No número 11 da revista Wax Poetics, Joe Allen cita o teórico alemão Walter Benjamin e as suas impressões sobre o coleccionismo. Em tradução mais ou menos livre: “É a grandiosa tentativa de ultrapassar o totalmente irracional carácter da mera presença do objecto através da sua integração num novo e expressivamente concebido sistema histórico: a colecção. E para os verdadeiros coleccionadores, cada uma das coisas neste sistema transforma-se numa enciclopédia de todo o conhecimento da época, da paisagem, da indústria (…).” O coleccionismo, sobretudo nos domínios da música pop, nunca esteve num plano tão destacado como hoje. E isto porque se inverteu o propósito das compilações. Até à década de 80, as compilações eram meros exercícios de marketing ou desesperadas tentativas de rentabilização de catálogo tantas vezes moribundo: sob uma capa em que se imprimiam títulos como “PolyStar” ou “K-Tel’s Best of Whatever” tratava-se a música como material de saldo de fim de época. Essa atitude ainda não desapareceu totalmente, mas um novo paradigma emergiu: o do coleccionador especializado cujo olhar sobre uma determinada época, artista ou editora se traduz em singulares compilações. No alinhamento destes discos e tantas vezes nas meticulosas notas que os acompanham pode ler-se essa “tentativa de ultrapassar (…) o carácter da mera presença do objecto”, como referiu Benjamin, e a sua consequente inserção num “sistema histórico”.

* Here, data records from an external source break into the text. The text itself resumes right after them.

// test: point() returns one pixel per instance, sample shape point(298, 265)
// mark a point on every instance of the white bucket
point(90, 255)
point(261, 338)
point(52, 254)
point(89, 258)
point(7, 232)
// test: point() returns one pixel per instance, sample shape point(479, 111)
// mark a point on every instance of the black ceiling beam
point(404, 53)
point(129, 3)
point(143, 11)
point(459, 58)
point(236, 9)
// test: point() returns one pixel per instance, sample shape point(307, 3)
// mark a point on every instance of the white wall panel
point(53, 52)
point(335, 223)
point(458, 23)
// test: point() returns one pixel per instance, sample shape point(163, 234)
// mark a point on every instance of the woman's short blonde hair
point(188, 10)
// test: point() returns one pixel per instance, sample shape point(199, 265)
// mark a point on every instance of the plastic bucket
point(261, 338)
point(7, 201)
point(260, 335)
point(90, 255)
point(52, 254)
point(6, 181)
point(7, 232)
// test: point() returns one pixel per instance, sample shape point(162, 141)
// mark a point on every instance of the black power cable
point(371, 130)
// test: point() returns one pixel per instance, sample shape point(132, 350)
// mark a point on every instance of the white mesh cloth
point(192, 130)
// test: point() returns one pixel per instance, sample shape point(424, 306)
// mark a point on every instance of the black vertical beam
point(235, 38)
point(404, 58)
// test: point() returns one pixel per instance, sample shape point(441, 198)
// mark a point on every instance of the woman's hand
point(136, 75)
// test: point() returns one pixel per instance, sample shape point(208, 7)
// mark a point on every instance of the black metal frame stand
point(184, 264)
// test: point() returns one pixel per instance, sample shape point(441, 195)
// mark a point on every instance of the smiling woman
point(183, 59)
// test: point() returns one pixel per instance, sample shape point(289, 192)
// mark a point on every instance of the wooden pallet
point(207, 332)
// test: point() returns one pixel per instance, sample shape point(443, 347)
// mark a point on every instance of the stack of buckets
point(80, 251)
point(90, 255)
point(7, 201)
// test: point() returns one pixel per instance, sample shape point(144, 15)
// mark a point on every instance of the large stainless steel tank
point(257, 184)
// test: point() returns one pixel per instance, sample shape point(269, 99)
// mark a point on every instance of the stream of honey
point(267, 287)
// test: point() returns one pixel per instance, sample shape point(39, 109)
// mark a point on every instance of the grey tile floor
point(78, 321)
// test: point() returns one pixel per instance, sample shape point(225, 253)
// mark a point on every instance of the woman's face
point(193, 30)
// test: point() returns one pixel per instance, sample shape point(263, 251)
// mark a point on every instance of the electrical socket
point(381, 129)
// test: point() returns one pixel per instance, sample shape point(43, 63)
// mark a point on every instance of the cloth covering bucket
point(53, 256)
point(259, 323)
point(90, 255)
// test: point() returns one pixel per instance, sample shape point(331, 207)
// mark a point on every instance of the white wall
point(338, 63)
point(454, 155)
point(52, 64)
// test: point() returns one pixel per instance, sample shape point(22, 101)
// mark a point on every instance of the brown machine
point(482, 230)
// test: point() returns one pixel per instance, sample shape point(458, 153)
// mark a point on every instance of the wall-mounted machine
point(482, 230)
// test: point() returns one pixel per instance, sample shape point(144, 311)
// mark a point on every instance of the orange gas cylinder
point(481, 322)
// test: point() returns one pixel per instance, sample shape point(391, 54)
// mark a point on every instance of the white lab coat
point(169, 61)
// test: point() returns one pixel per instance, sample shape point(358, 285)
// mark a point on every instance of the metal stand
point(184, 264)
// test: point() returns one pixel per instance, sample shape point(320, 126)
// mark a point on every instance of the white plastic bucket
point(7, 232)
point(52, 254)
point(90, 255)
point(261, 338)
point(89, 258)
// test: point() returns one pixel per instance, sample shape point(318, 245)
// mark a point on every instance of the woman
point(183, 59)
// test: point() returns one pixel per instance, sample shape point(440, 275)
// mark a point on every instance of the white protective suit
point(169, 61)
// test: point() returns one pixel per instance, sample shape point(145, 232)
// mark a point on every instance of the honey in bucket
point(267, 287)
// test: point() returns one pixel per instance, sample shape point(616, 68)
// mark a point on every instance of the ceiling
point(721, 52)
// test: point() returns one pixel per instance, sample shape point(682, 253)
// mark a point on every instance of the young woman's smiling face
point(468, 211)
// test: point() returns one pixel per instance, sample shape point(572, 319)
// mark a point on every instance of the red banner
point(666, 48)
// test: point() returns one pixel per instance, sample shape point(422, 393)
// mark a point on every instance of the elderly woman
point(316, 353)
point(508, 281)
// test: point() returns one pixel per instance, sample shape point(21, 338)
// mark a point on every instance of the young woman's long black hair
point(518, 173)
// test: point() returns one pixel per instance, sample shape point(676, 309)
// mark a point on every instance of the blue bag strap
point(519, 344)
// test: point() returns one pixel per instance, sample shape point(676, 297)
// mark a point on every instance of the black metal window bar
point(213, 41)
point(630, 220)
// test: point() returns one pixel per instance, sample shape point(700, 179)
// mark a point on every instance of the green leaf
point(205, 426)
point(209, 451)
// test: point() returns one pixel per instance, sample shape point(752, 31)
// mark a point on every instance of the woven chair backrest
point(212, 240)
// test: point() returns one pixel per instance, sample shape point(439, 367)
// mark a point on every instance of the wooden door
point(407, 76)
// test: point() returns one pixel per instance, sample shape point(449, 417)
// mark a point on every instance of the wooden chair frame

Assim, a série Sister Funk idealizada por Ian Wright (e que agora chega ao segundo volume na Jazzman) procura mostrar, como se refere nas (meticulosas…) notas de capa, que o funk não era apenas um “man’s man’s world” e que muitas vozes femininas tentaram igualmente impor-se nesse mundo de ritmos másculos. Por outro lado, “Good Things – The Story of Saadia Records” faz o que nunca foi feito – conta uma história que só existe porque alguém juntou pedaços de memória dispersos – raríssimos singles de vinil – e montou uma imagem que até aí nunca tinha sido vista: a parte de leão do output de uma obscura label da Florida. Perspectiva semelhante é avançada em “Colombia!”, colecção centrada sobre o lado mais balançado do catálogo da histórica Discos Fuentes. Como acontece com as outras compilações referidas, é o espírito coleccionista que ilumina esta selecção que tem carimbo da Soundway e que assim se junta a outro volume dedicado ao Panamá. Cada uma destas compilações funciona igualmente como diário de viagens de descoberta: não é apenas a música que se evidencia aqui, mas igualmente a arte de a encontrar e de a ordenar. Estes discos são, enfim, a prova de que um coleccionador pode inventar um passado.
Vários
“Sister funk 2”
Jazzman, 2007
“Good Things”
Jazzman, 2007
“Colombia!”
Soundway, 2007
Todos com distribuição Sabotage


Texto publicado originalmente no # 23 da revista Op.